Start with two data arrays

↓

Call np.corrcoef(x, y)

↓

Calculate means of x and y

↓

Calculate deviations from means

↓

Calculate covariance matrix

↓

Normalize by std deviations

↓

Return 2x2 correlation matrix

↓

Extract correlation coefficient value

This flow shows how np.corrcoef() takes two data arrays, computes their covariance matrix normalized by standard deviations, and returns the correlation matrix.

Execution Sample

NumPy

import numpy as np
x = [1, 2, 3, 4, 5]
y = [5, 4, 3, 2, 1]
result = np.corrcoef(x, y)
print(result)

Calculate the correlation matrix between two lists x and y using np.corrcoef.

Execution Table

Step	Action	Intermediate Value	Result
1	Input arrays x and y	x=[1,2,3,4,5], y=[5,4,3,2,1]	Arrays ready
2	Calculate mean of x	mean_x = 3.0	Mean computed
3	Calculate mean of y	mean_y = 3.0	Mean computed
4	Calculate deviations from mean	x_dev=[-2,-1,0,1,2], y_dev=[2,1,0,-1,-2]	Deviations computed
5	Calculate covariance matrix	cov = [[2.5, -2.5], [-2.5, 2.5]]	Covariance matrix computed
6	Calculate std deviations	std_x = 1.58, std_y = 1.58	Standard deviations computed
7	Normalize covariance by std devs	corr = cov / (std_x * std_y)	Correlation matrix computed
8	Return correlation matrix	[[1.0, -1.0], [-1.0, 1.0]]	Correlation matrix returned
9	Extract correlation coefficient	corr_xy = -1.0	Correlation coefficient between x and y

💡 Finished computing correlation matrix and extracted coefficient

Variable Tracker

Variable	Start	After Step 2	After Step 3	After Step 4	After Step 5	After Step 6	After Step 7	Final
x	[1,2,3,4,5]	[1,2,3,4,5]	[1,2,3,4,5]	[-2,-1,0,1,2]	[-2,-1,0,1,2]	[-2,-1,0,1,2]	[-2,-1,0,1,2]	[-2,-1,0,1,2]
y	[5,4,3,2,1]	[5,4,3,2,1]	[5,4,3,2,1]	[2,1,0,-1,-2]	[2,1,0,-1,-2]	[2,1,0,-1,-2]	[2,1,0,-1,-2]	[2,1,0,-1,-2]
mean_x	None	3.0	3.0	3.0	3.0	3.0	3.0	3.0
mean_y	None	None	3.0	3.0	3.0	3.0	3.0	3.0
covariance matrix	None	None	None	None	[[2.5, -2.5], [-2.5, 2.5]]	[[2.5, -2.5], [-2.5, 2.5]]	[[2.5, -2.5], [-2.5, 2.5]]	[[2.5, -2.5], [-2.5, 2.5]]
std_x	None	None	None	None	None	1.58	1.58	1.58
std_y	None	None	None	None	None	1.58	1.58	1.58
correlation matrix	None	None	None	None	None	None	[[1.0, -1.0], [-1.0, 1.0]]	[[1.0, -1.0], [-1.0, 1.0]]
correlation coefficient (x,y)	None	None	None	None	None	None	None	-1.0

Key Moments - 3 Insights

Why does np.corrcoef return a 2x2 matrix instead of a single number?

Why is the correlation coefficient between x and y negative here?

What does the value 1.58 for std_x and std_y represent?

Visual Quiz - 3 Questions

Test your understanding

Look at the execution table at step 5. What is the covariance between x and y?

A2.5

B-2.5

C0

D1.0

Concept Snapshot

np.corrcoef(x, y) computes the correlation matrix between arrays x and y.
Returns a 2x2 matrix with 1s on the diagonal and correlation coefficients off-diagonal.
Correlation measures linear relationship: +1 perfect positive, -1 perfect negative, 0 none.
Calculates covariance normalized by standard deviations.
Use result[0,1] or result[1,0] to get correlation coefficient between x and y.

Full Transcript

This visual execution traces how numpy's np.corrcoef function calculates the correlation coefficient between two data arrays.

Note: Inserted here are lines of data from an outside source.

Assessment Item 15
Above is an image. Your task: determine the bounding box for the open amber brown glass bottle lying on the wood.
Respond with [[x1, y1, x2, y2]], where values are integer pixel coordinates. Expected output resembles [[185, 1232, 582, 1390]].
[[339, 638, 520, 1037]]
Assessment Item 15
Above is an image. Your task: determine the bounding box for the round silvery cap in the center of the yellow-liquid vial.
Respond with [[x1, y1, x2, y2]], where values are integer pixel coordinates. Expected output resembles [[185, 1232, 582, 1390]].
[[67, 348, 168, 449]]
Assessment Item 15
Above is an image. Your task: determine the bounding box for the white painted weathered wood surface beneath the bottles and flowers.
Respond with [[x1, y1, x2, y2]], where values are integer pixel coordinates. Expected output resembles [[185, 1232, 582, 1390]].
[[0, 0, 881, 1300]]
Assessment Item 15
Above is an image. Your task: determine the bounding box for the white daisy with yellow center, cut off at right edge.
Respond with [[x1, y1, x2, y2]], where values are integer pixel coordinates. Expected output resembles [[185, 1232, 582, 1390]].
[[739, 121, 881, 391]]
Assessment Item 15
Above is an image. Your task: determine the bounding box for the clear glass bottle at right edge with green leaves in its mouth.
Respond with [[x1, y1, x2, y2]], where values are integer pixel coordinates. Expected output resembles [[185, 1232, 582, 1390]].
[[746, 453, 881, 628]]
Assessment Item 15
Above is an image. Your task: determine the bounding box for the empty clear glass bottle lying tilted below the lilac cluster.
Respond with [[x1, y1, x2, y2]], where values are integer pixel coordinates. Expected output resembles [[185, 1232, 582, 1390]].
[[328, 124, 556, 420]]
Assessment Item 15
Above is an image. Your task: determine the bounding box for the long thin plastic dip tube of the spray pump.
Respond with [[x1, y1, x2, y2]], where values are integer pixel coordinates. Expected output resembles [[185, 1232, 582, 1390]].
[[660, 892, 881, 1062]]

Starting with input arrays x and y, it computes their means, then deviations from those means. Next, it calculates the covariance matrix, which measures how the variables vary together. Then it finds the standard deviations of each array to normalize the covariance. Dividing covariance by the product of standard deviations produces the correlation matrix. The diagonal values are always 1, showing perfect correlation of each array with itself. The off-diagonal values are the correlation coefficients between x and y. In the example, x increases while y decreases, so their correlation coefficient is -1, indicating a perfect negative linear relationship. This step-by-step trace helps beginners see how np.corrcoef works internally and what each intermediate value means.